Jace snorted quietly. "Yeah, Dad made sure I was as Aussie as meat pies and bad cricket commentary. Language lessons? Not exactly top priority."

Yet here he was, holding an impossible medallion inscribed with words he shouldn't be able to understand, in a world with two moons and maps that didn't line up with reality.

"Yep," he muttered, staring at the firebird's gleaming wings. "I'm officially losing it."

Ironically, it had been Cheryl—his thoroughly Australian mother—who carried the torch for Japanese culture in their household. She was the one who bought the language books, introduced the food, and tried to nudge her children toward their father's heritage. Despite enthusiastic support from Jace's grandmother, the results were… inconsistent at best. Jace could say konnichiwa without mangling it, but that was about where his fluency ended.

Now he found himself staring at an artifact inscribed in a script he shouldn't have been able to decipher, as if the universe itself was mocking his childhood indifference.

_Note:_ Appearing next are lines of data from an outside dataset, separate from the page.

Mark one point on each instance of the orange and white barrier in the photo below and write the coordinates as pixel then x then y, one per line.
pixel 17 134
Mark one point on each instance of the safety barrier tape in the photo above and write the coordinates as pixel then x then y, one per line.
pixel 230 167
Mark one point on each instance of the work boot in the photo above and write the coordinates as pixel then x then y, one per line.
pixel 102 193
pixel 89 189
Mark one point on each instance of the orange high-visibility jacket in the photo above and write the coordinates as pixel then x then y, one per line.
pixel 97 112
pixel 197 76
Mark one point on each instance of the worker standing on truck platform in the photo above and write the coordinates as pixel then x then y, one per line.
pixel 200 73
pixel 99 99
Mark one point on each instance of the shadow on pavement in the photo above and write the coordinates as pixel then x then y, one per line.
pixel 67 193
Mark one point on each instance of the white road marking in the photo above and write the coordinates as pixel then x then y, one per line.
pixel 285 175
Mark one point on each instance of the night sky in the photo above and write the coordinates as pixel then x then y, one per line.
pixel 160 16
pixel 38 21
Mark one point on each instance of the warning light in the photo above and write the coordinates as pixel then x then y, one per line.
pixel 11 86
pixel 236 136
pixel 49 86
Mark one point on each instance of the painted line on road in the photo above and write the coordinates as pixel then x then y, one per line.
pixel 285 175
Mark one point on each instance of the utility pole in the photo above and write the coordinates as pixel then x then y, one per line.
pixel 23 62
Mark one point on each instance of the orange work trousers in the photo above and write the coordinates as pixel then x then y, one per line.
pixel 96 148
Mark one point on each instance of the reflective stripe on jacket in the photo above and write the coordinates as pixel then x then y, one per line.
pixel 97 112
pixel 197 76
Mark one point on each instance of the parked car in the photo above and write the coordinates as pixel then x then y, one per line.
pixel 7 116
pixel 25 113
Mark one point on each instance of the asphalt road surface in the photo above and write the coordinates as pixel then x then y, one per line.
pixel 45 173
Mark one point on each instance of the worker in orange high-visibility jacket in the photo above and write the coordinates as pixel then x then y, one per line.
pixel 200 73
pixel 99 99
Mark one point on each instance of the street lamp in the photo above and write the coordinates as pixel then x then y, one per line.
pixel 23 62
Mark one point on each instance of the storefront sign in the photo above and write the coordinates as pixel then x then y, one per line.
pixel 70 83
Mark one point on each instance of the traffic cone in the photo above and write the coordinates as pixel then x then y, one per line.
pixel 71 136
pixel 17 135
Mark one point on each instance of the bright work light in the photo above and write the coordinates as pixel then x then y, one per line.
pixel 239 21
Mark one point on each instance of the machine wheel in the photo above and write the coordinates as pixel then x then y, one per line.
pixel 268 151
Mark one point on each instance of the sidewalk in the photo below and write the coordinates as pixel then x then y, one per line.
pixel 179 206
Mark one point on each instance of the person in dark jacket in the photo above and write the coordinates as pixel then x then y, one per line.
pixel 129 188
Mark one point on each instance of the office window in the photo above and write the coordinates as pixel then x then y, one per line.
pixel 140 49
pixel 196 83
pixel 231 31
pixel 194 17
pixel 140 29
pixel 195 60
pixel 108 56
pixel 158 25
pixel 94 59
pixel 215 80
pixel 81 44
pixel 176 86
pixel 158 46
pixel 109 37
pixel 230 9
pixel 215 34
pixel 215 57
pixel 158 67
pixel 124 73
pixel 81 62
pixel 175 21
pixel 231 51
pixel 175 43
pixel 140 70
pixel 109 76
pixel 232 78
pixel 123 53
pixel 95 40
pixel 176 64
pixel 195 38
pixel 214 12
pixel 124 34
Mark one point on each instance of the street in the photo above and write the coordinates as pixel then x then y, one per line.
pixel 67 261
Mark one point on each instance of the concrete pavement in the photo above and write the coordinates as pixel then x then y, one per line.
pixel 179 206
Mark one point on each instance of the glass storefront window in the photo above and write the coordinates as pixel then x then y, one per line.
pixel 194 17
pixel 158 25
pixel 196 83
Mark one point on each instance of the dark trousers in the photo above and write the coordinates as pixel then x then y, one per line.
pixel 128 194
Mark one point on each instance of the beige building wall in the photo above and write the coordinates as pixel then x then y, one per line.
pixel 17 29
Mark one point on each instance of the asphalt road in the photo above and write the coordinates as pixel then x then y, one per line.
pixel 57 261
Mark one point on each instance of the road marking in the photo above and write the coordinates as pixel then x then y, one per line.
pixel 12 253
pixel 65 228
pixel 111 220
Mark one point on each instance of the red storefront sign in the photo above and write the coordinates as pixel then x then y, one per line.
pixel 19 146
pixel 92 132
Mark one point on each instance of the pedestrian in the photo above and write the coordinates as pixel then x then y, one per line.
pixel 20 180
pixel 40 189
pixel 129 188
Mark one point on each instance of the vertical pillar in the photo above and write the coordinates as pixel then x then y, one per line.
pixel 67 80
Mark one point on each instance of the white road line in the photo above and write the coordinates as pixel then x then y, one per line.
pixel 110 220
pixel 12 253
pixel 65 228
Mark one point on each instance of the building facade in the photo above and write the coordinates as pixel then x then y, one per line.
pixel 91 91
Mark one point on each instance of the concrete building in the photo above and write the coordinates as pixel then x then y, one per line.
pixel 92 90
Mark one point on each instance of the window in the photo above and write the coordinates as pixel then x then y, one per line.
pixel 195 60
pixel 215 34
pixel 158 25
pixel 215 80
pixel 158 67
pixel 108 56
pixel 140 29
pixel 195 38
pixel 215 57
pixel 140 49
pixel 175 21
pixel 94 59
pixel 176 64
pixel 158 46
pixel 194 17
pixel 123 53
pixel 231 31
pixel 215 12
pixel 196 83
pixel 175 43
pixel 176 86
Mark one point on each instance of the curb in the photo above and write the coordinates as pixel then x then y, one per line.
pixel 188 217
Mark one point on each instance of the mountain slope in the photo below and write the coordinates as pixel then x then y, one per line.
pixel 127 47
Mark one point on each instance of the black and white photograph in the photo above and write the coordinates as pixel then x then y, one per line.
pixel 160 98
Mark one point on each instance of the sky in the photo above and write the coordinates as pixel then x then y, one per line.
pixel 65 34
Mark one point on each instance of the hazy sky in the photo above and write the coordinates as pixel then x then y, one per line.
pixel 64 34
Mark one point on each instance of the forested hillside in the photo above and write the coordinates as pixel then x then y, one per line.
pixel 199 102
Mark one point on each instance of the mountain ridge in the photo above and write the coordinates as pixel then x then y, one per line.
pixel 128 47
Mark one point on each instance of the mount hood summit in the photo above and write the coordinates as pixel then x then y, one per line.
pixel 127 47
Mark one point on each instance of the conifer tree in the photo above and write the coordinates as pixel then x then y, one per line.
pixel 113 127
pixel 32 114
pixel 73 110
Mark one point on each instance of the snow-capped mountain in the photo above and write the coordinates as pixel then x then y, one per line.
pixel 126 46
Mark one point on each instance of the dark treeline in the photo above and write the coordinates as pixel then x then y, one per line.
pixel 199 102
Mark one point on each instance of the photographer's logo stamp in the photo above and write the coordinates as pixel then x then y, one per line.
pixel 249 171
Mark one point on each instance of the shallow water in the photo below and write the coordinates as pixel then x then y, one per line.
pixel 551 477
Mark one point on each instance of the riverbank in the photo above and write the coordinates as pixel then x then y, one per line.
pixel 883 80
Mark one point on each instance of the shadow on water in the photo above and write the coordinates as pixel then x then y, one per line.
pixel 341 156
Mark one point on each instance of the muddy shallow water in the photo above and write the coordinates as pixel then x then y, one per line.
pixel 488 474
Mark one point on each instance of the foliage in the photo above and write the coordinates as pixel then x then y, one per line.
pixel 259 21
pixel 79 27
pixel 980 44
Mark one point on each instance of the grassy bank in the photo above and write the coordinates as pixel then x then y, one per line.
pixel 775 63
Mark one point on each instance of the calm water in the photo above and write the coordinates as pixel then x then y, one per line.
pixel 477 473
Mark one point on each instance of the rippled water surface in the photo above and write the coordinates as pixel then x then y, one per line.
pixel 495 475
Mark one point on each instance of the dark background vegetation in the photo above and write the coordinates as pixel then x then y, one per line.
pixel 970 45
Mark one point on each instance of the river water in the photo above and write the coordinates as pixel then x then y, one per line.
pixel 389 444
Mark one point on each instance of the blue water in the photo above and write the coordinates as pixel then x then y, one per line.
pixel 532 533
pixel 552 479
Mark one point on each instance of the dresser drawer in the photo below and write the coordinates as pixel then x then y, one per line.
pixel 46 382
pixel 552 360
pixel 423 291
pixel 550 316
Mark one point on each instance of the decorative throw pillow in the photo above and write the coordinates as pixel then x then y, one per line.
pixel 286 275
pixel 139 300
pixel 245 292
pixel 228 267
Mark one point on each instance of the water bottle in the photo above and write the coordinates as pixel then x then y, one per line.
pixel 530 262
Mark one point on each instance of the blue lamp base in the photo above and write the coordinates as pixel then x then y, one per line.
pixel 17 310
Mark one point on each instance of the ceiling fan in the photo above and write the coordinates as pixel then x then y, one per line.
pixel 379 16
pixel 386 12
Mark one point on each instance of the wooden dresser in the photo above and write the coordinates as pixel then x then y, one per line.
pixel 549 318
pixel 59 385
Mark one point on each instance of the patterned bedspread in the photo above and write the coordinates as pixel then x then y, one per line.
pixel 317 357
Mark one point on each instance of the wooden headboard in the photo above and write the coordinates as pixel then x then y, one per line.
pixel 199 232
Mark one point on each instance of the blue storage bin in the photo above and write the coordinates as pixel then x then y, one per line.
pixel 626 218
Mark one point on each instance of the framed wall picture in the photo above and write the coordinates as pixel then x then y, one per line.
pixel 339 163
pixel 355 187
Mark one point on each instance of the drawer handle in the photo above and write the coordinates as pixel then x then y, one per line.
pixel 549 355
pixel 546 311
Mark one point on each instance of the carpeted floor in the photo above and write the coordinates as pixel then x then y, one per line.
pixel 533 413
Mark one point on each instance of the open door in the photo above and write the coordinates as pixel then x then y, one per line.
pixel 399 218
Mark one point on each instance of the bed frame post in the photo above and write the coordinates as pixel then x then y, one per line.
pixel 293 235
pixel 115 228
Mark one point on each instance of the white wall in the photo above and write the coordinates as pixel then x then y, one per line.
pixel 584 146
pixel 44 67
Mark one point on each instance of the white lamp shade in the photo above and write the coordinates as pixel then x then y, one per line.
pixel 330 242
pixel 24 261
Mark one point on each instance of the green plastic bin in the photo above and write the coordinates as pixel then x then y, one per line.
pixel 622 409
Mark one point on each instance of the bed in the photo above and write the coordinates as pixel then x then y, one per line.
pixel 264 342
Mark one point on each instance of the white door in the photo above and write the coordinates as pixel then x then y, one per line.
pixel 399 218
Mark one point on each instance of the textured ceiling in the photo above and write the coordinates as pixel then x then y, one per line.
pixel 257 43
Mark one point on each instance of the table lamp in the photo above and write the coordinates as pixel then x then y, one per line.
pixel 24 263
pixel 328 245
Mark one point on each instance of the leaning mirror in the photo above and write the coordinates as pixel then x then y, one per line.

With a cautious breath, Jace decided to see if he could reverse the process. He held the medallion out toward the glowing grid and awkwardly tried to push it against the screen. To his astonishment, it worked. The moment it touched the display, the object vanished from his hands with a ripple of light, reappearing neatly as the same red icon in the corner of the inventory.

He blinked. "That's… disconcerting."

Each new revelation gnawed at the edges of his sanity. The floating screens had been strange enough, but at least he could imagine some high-tech explanation, hidden projectors, AR illusions, something. But the thought-controlled interface had rattled him, and conjuring objects from nothingness? That was something else entirely.